Reuse can only be implemented effectively if each writer knows in advance which sections of a new document have already been created elsewhere. If your technical publications group assigns writers to develop entire documents independently (commonly referred to as “working in silos”), opportunities for reuse are lost because writers lack visibility into where sharing sections with other documents might be possible.

Variables

Many technical documents remain in use for extended periods before undergoing a revision. These documents frequently contain certain types of generic references that are subject to change without notification. For instance, a document may contain a URL that points to a customer support website where product manuals can be downloaded. If the website is reorganized and the downloadable document links are moved to a different page, all those URL references become invalid.

DITA variables provide a solution to this dilemma. Variables allow text to be defined in a single location and subsequently referenced indirectly in multiple locations. The actual value of the variable (in the example above, the URL for the downloadable manuals page) is resolved only when the document referencing the variable is generated. Thus, the value of the variable can be updated in a single location and will automatically be included in all documents when their map file is next executed.

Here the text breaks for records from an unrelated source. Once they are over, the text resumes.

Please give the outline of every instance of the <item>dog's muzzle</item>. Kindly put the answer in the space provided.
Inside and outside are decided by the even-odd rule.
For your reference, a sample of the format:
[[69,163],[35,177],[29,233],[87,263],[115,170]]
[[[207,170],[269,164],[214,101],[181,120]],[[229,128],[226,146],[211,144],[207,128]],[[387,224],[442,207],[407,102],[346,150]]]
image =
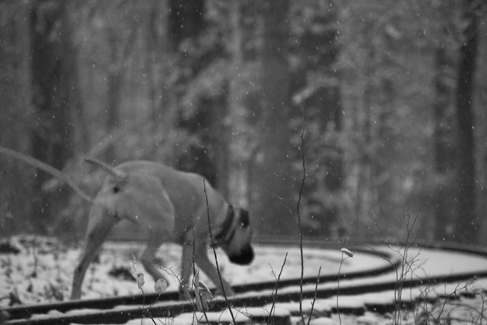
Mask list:
[[230,261],[235,264],[248,265],[254,260],[254,249],[250,244],[247,244],[239,254],[232,254],[228,256]]

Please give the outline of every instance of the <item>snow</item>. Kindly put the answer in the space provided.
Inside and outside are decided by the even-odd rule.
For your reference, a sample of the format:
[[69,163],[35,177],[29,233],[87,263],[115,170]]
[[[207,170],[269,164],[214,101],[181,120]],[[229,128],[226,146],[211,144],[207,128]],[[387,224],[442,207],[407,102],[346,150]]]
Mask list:
[[[20,301],[26,304],[66,300],[70,295],[73,271],[82,252],[79,247],[66,247],[59,242],[41,237],[20,236],[11,239],[11,243],[20,249],[20,253],[0,254],[0,296],[14,291]],[[99,263],[93,263],[87,272],[82,287],[83,299],[97,298],[141,293],[133,279],[115,279],[109,275],[114,268],[125,268],[131,274],[147,274],[141,264],[132,265],[131,252],[141,251],[140,243],[108,242],[101,251]],[[217,258],[223,276],[233,285],[256,281],[274,281],[282,272],[281,279],[295,278],[300,274],[300,256],[299,249],[288,247],[272,248],[256,245],[256,258],[250,266],[232,264],[226,255],[217,250]],[[283,267],[286,253],[288,256]],[[169,291],[176,291],[180,273],[181,248],[174,244],[165,244],[159,249],[157,257],[164,261],[160,265],[162,273],[169,283]],[[209,254],[214,264],[213,254]],[[322,267],[321,274],[336,274],[342,254],[339,250],[306,249],[304,276],[316,276]],[[345,259],[341,271],[346,273],[368,269],[371,267],[385,266],[387,262],[369,254],[356,254]],[[299,271],[298,270],[299,270]],[[155,282],[150,276],[144,277],[145,293],[154,292]],[[201,280],[210,287],[214,287],[204,274]],[[8,299],[0,301],[6,306]]]
[[[50,238],[29,236],[15,237],[10,242],[20,249],[19,254],[0,254],[0,306],[6,306],[9,302],[8,294],[14,292],[24,304],[35,304],[66,300],[71,290],[71,282],[73,270],[77,265],[82,250],[79,247],[69,247]],[[134,253],[143,248],[140,243],[109,242],[106,243],[100,255],[100,262],[92,264],[87,273],[83,286],[83,298],[99,298],[127,294],[140,293],[135,280],[121,280],[108,275],[114,268],[123,268],[130,271],[135,268],[137,273],[145,274],[142,265],[132,264],[131,251]],[[401,258],[404,254],[399,247],[389,248],[382,247],[381,250],[392,254],[394,258]],[[379,250],[379,248],[377,248]],[[295,278],[300,275],[300,256],[299,249],[290,247],[267,247],[256,245],[256,259],[250,266],[242,267],[231,263],[223,254],[218,250],[217,256],[223,276],[230,283],[236,285],[256,281],[275,281],[282,270],[281,279]],[[321,267],[321,275],[337,274],[357,272],[390,265],[387,259],[374,254],[365,254],[361,251],[354,251],[353,257],[344,257],[340,249],[324,249],[306,248],[304,252],[304,276],[316,276]],[[370,249],[371,253],[373,252]],[[288,255],[285,264],[284,256]],[[441,250],[412,247],[407,252],[406,280],[423,279],[432,275],[447,275],[453,273],[480,272],[487,270],[487,259],[478,255],[465,252],[444,251]],[[178,288],[180,269],[181,249],[177,245],[169,244],[161,247],[157,257],[164,260],[165,265],[160,266],[166,275],[169,284],[169,290]],[[213,254],[210,254],[210,259]],[[342,258],[344,259],[342,260]],[[340,266],[341,264],[341,266]],[[281,270],[282,269],[282,270]],[[382,283],[395,281],[401,272],[388,273],[365,279],[340,280],[340,288],[353,287],[366,283]],[[154,292],[155,282],[150,277],[144,278],[142,290],[145,293]],[[201,280],[212,287],[212,284],[202,275]],[[303,290],[314,291],[315,284],[303,286]],[[337,288],[334,283],[319,283],[318,288]],[[430,319],[446,322],[448,318],[451,324],[471,324],[479,320],[481,315],[487,316],[484,297],[487,295],[487,279],[481,278],[468,281],[453,281],[450,283],[436,284],[421,287],[404,288],[402,289],[403,301],[415,301],[418,298],[428,298],[429,301],[418,303],[412,310],[402,311],[400,315],[403,324],[417,324],[427,311]],[[279,292],[296,289],[294,287],[280,288]],[[462,297],[461,294],[469,293],[471,297]],[[243,295],[248,295],[246,293]],[[314,305],[314,318],[310,324],[390,324],[393,317],[391,314],[380,315],[366,309],[368,304],[374,303],[383,305],[393,304],[397,299],[398,292],[393,290],[378,292],[367,293],[353,296],[344,295],[338,297],[338,306],[341,308],[363,308],[363,315],[356,316],[340,313],[340,318],[337,314],[331,317],[321,317],[337,306],[336,296],[327,299],[317,300]],[[438,297],[454,297],[455,300],[437,300]],[[302,302],[303,311],[309,312],[312,300],[305,299]],[[133,306],[131,306],[133,307]],[[239,318],[248,317],[253,315],[268,314],[271,306],[267,305],[257,308],[240,309],[235,315]],[[276,304],[276,315],[296,315],[299,314],[299,302]],[[76,313],[93,312],[93,310],[78,310]],[[57,312],[52,312],[53,313]],[[161,324],[189,324],[193,318],[201,319],[201,313],[185,314],[174,319],[160,319]],[[230,317],[227,310],[207,313],[212,320],[227,321]],[[319,317],[316,317],[319,316]],[[42,317],[40,315],[36,317]],[[239,319],[240,319],[239,318]],[[248,319],[248,318],[247,318]],[[307,318],[305,319],[307,320]],[[292,324],[297,324],[300,317],[291,317]],[[456,322],[456,323],[455,323]],[[128,324],[153,324],[150,318],[131,321]]]

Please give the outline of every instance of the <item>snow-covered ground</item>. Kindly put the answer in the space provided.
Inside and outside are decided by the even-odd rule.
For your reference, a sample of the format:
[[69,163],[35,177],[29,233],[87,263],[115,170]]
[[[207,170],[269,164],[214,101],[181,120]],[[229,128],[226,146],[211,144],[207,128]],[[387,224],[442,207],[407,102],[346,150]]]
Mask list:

Using DITA variables requires establishing a linkage between the location of the variable definition, the variable references in each of the topic modules, and the maps for each of the affected documents. Creating and validating those links can be time-consuming and occasionally frustrating. Furthermore, someone must be designated as the point of contact for updating the variables when a value changes. Managing the updating process adds another layer of administrative overhead to your group.

However, your users have a right to expect that the documentation you give them is accurate and up-to-date. DITA variables provide a means of assuring that all references in those documents remain current across each document’s lifecycle.

Conclusion

If you or your group are planning on using DITA—or if you’re using DITA now in a limited fashion—be aware that fully utilizing DITA’s powerful capabilities entails more than simply setting up the DITA infrastructure and training writers to create XML modules. You must also consider how DITA will affect the way you produce documentation and the way you train your writers.

To begin with, you must be prepared to re-center your production processes around a preliminary analysis phase. New projects coming into the department must be thoroughly examined up front to determine how the proposed documentation should be information-typed, where there are opportunities for reuse, and where variables and conditionalization may come into play. Work is then assigned to writers based on that analysis.

In addition, writers must be trained in more than the basic mechanics of creating DITA modules. Every writer in your group should have a firm understanding of structured documentation, what its benefits are, and how it should be implemented.

Changing your organization to take full advantage of DITA invariably requires the addition of time and resources to the document production cycle—something that management is generally loathe to do. Your biggest DITA implementation challenge may be convincing your organization to accept the increased overhead as an integral part of DITA’s cost. When time and headcount are at a premium, that can be a formidable task. But it’s a task that must be undertaken. Otherwise, you risk using DITA without really using DITA.


Lou Kummerer is a technical writer working and living in the metropolitan Phoenix area. He has extensive experience writing for the semiconductor industry and is also a confirmed DITA advocate. Lou is an STC Senior Member and current president of the Arizona chapter of the STC.